United States District Court, D. Nevada

September 12, 2014

DAVID WELCH, et al., Plaintiff(s),
v.
NARCONON FRESH START d/b/a RAINBOW CANYON RETREAT, et al., Defendant(s)

ORDER

JAMES C. MAHAN, District Judge.

Presently before the court is defendant Narconon Fresh Start d/b/a Rainbow Canyon Retreat's (hereinafter "defendant") motion to dismiss. (Doc. # 32). Plaintiffs David Welch, Stacy Welch, and Jack Welch (hereinafter "plaintiffs") filed a response, (doc. # 38), and defendant filed a reply, (doc. # 41).

I. Background

On or about August 1, 2013, after searching the internet for a rehabilitation facility for her 19-year-old son, Jack, plaintiff Stacy Welch was contacted by an individual who recommended Narconon's Fresh Start facility. (Doc. # 23). Based on statements of Narconon representatives about the program, plaintiffs David and Stacy Welch paid $33, 000 to enroll Jack in Narconon's drug treatment program. (Doc. # 23).

Plaintiffs allege that while attending Narconon's program, Jack was not provided any drug rehabilitation treatment. (Doc. # 23). Instead, they contend that he was forced to practice scientology and undergo a dangerous sauna program without medical supervision. (Doc. # 23). As a result, Jack purportedly suffered from tremors, severe dehydration, headaches, and persistent diarrhea. (Doc. # 23). At one point, he became unable to speak and was taken to the emergency room. (Doc. # 23).

On November 19, 2013, Jack called his parents and communicated that he felt in danger at the Narconon facility. (Doc. # 23).

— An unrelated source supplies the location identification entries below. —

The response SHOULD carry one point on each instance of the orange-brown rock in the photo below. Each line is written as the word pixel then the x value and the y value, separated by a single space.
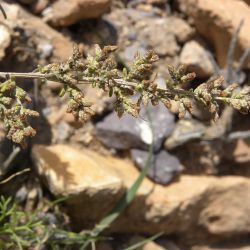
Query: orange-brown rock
pixel 196 207
pixel 218 20
pixel 65 13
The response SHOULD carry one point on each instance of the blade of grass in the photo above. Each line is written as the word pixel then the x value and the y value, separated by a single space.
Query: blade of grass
pixel 129 195
pixel 143 242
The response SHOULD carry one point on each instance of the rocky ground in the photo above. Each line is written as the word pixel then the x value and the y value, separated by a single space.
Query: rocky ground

As a result, his father retrieved him from the facility. (Doc. # 23). To date, Jack remains under the care of physicians and a neurologist. (Doc. # 23). He reportedly suffers from anxiety, paranoia, memory problems, and tremors, all as a result of his experience at the Narconon facility. (Doc. # 23).

On July 11, 2014, plaintiffs filed their second amended complaint against defendants Narconon Fresh Start, Association for Better Living and Education International, and Narconon International, alleging (1) breach of contract; (2) fraud; (3) negligence; (4) intentional infliction of emotional distress; (5) negligent misrepresentation; (6) negligence per se; (7) civil RICO for mail and wire fraud; (8) breach of the implied covenant of good faith and fair dealing; and (9) civil conspiracy. (Doc. # 23).

Defendant Narconon Fresh Start now moves to dismiss plaintiffs' claims for breach of contract, breach of the implied covenant of good faith and fair dealing, intentional infliction of emotional distress, and civil RICO for mail and wire fraud. (Doc. # 32).

II. Legal Standard

A court may dismiss a plaintiff's complaint for "failure to state a claim upon which relief can be granted." Fed.R.Civ.P. 12(b)(6). A properly pleaded complaint must provide "[a] short and plain statement of the claim showing that the pleader is entitled to relief." Fed.R.Civ.P. 8(a)(2); Bell Atl. Corp. v. Twombly, 550 U.S. 544, 555 (2007). While Rule 8 does not require detailed factual allegations, it demands "more than labels and conclusions" or a "formulaic recitation of the elements of a cause of action." Ashcroft v. Iqbal, 129 S.Ct. 1937, 1949 (2009) (citation omitted).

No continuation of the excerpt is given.